Linn Series 3

Linn was one of the first hi-fi brands to launch a music streamer back in 2007, so in some regards it’s surprising the Glasgow-based company has waited this long to launch its first wireless speaker. But here it finally is, the Linn Series 3. 

While often a newcomer in the market faces an uphill battle to conquer established rivals, Linn’s wireless speaker lands exuding a cool confidence thanks to the company’s decade-plus experience producing high-end wireless streamers.

The Linn Series 3’s potential difficulty is its hefty price tag: it’s £2450 in the UK. For now it’s exclusive to exclusive retailer Harrods, though it’s due to get wider availability next year. 

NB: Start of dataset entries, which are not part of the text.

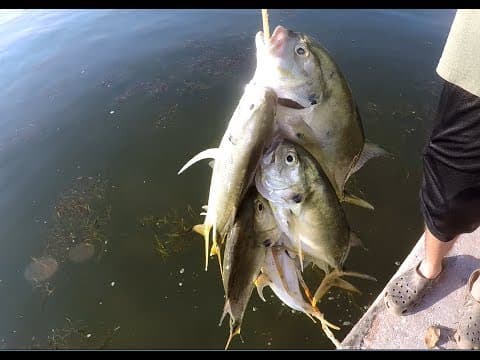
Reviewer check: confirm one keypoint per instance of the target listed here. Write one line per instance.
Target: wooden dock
(380, 329)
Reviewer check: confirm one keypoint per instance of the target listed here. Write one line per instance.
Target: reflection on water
(132, 95)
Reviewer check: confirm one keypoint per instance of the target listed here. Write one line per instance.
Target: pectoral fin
(369, 151)
(205, 154)
(204, 230)
(262, 281)
(355, 200)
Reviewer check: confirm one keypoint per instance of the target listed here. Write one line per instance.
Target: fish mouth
(290, 103)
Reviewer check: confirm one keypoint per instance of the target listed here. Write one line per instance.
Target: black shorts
(450, 192)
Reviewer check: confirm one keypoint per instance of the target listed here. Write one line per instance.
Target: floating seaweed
(172, 232)
(78, 224)
(76, 335)
(77, 232)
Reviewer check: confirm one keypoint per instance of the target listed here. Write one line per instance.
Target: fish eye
(290, 159)
(300, 50)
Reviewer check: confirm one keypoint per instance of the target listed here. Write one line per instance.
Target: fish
(280, 272)
(235, 162)
(253, 231)
(307, 210)
(316, 107)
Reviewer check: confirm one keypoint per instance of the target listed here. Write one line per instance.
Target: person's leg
(476, 290)
(449, 195)
(435, 251)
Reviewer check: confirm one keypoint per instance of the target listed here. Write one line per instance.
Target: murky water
(99, 110)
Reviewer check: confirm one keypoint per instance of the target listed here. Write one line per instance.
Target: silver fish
(236, 160)
(253, 231)
(325, 120)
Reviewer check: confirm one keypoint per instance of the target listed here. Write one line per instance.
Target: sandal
(406, 291)
(467, 335)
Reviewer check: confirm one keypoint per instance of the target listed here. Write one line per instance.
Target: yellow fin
(234, 330)
(204, 230)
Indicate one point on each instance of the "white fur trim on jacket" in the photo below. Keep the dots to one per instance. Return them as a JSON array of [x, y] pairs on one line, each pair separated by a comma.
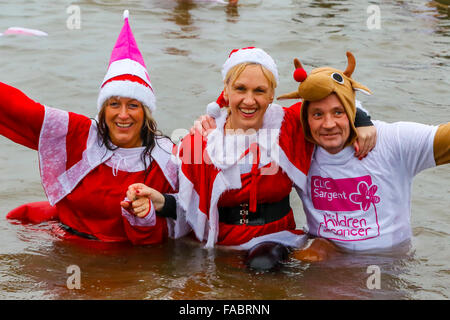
[[213, 110]]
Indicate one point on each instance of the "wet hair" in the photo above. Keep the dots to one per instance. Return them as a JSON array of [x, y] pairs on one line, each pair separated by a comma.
[[149, 134]]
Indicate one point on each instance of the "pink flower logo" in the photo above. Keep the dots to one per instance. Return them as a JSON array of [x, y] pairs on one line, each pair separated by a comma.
[[366, 196]]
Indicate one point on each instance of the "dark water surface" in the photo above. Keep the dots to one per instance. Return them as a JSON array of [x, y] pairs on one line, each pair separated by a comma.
[[184, 43]]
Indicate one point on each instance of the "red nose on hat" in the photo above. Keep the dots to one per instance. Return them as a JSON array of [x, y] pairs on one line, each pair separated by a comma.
[[300, 75]]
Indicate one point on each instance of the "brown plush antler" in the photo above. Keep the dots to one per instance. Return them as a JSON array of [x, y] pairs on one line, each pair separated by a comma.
[[351, 64]]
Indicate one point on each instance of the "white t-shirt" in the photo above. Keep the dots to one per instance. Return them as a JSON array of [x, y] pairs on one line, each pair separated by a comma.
[[366, 204]]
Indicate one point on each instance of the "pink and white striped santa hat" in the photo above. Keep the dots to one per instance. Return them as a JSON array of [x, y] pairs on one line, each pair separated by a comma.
[[238, 56], [127, 74]]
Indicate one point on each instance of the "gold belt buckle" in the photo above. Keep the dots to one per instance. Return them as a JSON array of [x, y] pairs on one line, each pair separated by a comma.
[[243, 212]]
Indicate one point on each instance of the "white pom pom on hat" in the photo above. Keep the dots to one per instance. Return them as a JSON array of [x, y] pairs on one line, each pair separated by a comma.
[[127, 74]]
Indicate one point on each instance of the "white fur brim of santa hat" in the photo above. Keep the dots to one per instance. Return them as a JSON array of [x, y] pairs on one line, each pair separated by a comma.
[[127, 89], [250, 54]]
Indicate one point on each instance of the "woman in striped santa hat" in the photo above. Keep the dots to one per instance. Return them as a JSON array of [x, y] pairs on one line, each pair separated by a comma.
[[86, 165]]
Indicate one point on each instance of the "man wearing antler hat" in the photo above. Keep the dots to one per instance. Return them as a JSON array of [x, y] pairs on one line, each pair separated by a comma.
[[360, 205]]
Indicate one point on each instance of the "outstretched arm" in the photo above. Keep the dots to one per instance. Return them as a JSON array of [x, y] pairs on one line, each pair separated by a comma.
[[20, 117], [441, 144]]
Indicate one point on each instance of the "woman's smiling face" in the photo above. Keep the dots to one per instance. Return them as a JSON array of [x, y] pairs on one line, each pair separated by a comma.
[[248, 98], [124, 118]]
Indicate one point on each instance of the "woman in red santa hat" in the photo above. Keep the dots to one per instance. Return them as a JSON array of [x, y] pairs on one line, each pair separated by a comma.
[[86, 165], [235, 184]]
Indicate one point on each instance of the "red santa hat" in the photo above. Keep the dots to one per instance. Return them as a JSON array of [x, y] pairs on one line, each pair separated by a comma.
[[127, 74], [238, 56]]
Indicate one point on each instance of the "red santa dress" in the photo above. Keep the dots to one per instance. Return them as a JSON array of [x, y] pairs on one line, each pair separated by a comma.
[[83, 180], [252, 170]]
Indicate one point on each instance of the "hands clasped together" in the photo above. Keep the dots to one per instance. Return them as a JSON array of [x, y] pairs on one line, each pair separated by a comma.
[[140, 198]]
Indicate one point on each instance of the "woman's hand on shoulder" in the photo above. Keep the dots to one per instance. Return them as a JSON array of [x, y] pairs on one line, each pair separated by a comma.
[[203, 125], [366, 141]]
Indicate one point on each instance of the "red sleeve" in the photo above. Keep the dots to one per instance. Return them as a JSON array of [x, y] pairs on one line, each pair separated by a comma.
[[76, 139], [142, 235], [298, 150], [20, 117]]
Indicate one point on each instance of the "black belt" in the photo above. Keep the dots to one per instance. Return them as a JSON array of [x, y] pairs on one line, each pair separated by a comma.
[[265, 213], [78, 233]]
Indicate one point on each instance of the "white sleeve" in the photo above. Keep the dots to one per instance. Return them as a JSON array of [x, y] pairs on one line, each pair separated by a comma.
[[413, 143]]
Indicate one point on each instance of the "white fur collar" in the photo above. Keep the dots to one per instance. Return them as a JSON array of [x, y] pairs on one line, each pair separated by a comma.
[[226, 150]]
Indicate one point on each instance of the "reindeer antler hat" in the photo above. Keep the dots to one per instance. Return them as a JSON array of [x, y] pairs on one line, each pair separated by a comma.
[[322, 82]]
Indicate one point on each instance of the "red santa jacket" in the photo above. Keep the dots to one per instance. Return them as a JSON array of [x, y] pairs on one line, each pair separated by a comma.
[[210, 176], [84, 181]]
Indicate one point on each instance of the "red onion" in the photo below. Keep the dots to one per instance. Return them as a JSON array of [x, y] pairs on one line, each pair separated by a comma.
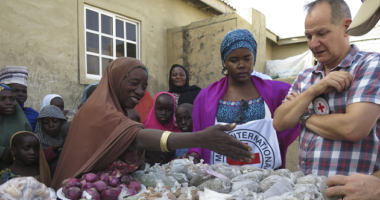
[[118, 188], [73, 193], [100, 173], [91, 177], [126, 179], [100, 186], [64, 189], [110, 194], [131, 192], [135, 185], [88, 186], [83, 177], [94, 194], [83, 183], [123, 185], [71, 182], [113, 181], [104, 177], [116, 173]]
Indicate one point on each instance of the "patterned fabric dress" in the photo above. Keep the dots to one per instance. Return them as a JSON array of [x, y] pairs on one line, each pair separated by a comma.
[[228, 111]]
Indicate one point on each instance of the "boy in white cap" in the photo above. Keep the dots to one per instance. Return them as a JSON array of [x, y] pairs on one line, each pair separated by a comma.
[[359, 186], [16, 77]]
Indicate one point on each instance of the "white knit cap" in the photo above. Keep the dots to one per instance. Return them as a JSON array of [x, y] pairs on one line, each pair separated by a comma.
[[14, 74]]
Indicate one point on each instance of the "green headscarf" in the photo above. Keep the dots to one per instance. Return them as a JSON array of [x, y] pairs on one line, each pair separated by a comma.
[[9, 125]]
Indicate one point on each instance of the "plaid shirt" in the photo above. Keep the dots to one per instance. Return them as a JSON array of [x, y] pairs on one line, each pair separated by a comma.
[[321, 156]]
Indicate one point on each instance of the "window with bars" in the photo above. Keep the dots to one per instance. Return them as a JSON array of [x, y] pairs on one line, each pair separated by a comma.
[[108, 36]]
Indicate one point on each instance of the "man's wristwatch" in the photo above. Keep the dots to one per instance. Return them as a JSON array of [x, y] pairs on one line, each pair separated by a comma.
[[305, 116]]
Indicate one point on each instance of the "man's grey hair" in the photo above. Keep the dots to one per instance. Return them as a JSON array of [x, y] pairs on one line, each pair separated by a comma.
[[339, 10]]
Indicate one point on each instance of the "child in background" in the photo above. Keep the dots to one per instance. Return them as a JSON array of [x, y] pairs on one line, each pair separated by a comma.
[[133, 115], [12, 120], [161, 117], [48, 130], [29, 159], [184, 119]]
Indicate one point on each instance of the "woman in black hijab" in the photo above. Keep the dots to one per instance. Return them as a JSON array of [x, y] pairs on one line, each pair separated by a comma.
[[179, 85]]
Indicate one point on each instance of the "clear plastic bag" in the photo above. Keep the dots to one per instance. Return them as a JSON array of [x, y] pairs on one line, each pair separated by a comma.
[[230, 172], [249, 168], [323, 187], [268, 172], [200, 176], [298, 174], [254, 176], [281, 187], [309, 179], [212, 195], [220, 185], [269, 182], [180, 177], [307, 192], [285, 173], [25, 188], [251, 186]]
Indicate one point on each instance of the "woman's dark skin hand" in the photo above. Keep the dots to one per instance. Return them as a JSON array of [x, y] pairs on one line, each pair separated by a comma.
[[215, 139], [57, 145], [7, 156]]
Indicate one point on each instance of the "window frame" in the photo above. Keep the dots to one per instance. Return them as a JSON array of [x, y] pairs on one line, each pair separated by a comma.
[[114, 17]]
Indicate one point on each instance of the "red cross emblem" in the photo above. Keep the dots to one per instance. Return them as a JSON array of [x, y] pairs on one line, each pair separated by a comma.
[[321, 107]]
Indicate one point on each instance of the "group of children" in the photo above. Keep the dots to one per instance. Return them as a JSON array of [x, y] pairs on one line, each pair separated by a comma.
[[32, 152], [165, 116]]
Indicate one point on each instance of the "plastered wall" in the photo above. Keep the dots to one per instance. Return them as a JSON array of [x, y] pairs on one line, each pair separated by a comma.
[[197, 46], [47, 36], [286, 51]]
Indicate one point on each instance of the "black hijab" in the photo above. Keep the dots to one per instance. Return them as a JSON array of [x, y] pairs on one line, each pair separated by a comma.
[[188, 93]]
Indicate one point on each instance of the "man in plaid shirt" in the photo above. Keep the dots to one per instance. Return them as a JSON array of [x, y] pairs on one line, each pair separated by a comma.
[[341, 97]]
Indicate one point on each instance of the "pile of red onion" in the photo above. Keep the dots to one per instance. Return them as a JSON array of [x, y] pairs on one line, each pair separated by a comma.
[[101, 186]]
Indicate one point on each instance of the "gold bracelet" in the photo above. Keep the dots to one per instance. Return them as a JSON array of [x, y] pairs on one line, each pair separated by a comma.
[[164, 141]]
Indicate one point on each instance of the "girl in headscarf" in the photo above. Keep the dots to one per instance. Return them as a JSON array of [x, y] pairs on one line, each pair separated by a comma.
[[12, 120], [161, 117], [179, 85], [101, 133], [48, 129], [246, 100], [29, 159], [143, 107]]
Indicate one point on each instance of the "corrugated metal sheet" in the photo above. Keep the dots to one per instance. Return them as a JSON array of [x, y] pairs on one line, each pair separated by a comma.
[[225, 2]]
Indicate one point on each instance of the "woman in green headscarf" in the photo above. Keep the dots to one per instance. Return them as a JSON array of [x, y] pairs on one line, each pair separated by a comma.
[[12, 120]]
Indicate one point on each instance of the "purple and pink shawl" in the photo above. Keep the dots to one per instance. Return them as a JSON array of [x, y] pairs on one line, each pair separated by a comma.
[[206, 105]]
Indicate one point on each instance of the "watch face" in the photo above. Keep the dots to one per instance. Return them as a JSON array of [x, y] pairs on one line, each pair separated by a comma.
[[321, 107]]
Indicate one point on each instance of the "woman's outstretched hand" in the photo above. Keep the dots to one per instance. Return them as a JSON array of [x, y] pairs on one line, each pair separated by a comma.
[[215, 139]]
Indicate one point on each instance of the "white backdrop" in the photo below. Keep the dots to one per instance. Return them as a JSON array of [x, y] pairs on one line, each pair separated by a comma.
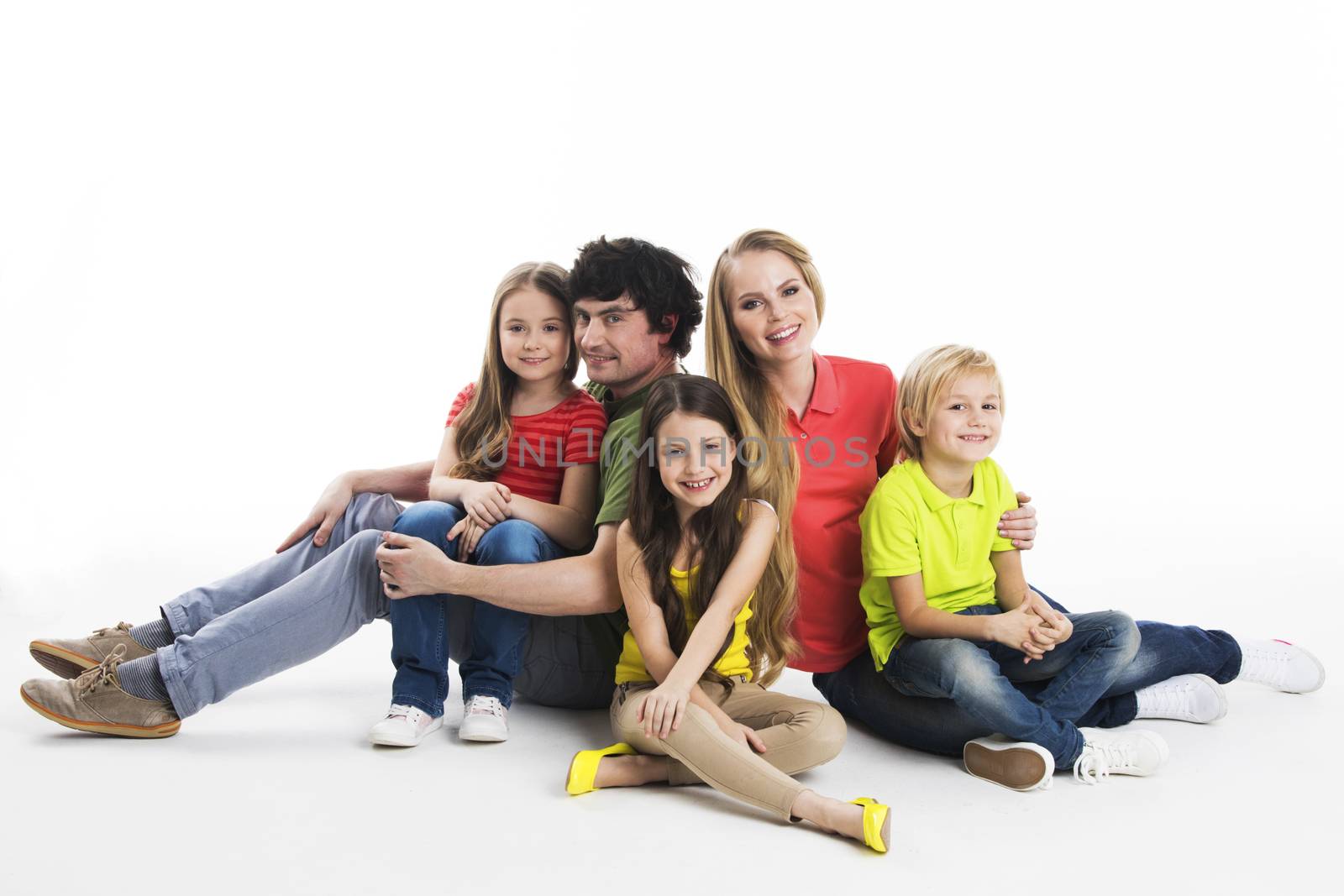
[[246, 246]]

So does it have a Linn level of performance to justify that price? While only proper testing time at What Hi-Fi? towers will fully answer that, we’ve been ears-on with the Series 3 speaker to bring you our first impressions…


(Image credit: Future)

The Series 3 may mark a new venture for Linn, but anyone acquainted with one of the brand’s streaming products doesn’t have to forage far to find a fond familiarity in the design.

The speaker leverages Linn’s built-from-the-ground-up streaming platform, which offers access to networked servers and music services such as Spotify, Tidal and Qobuz. You can do this over wi-fi or Ethernet, using Linn’s own Kazoo app. You can add Spotify to that list of course, as well as AirPlay, Bluetooth and Roon support. Its only departure from a streaming mind-set is its HDMI ARC socket, which lets a TV get in on the Series 3 action too.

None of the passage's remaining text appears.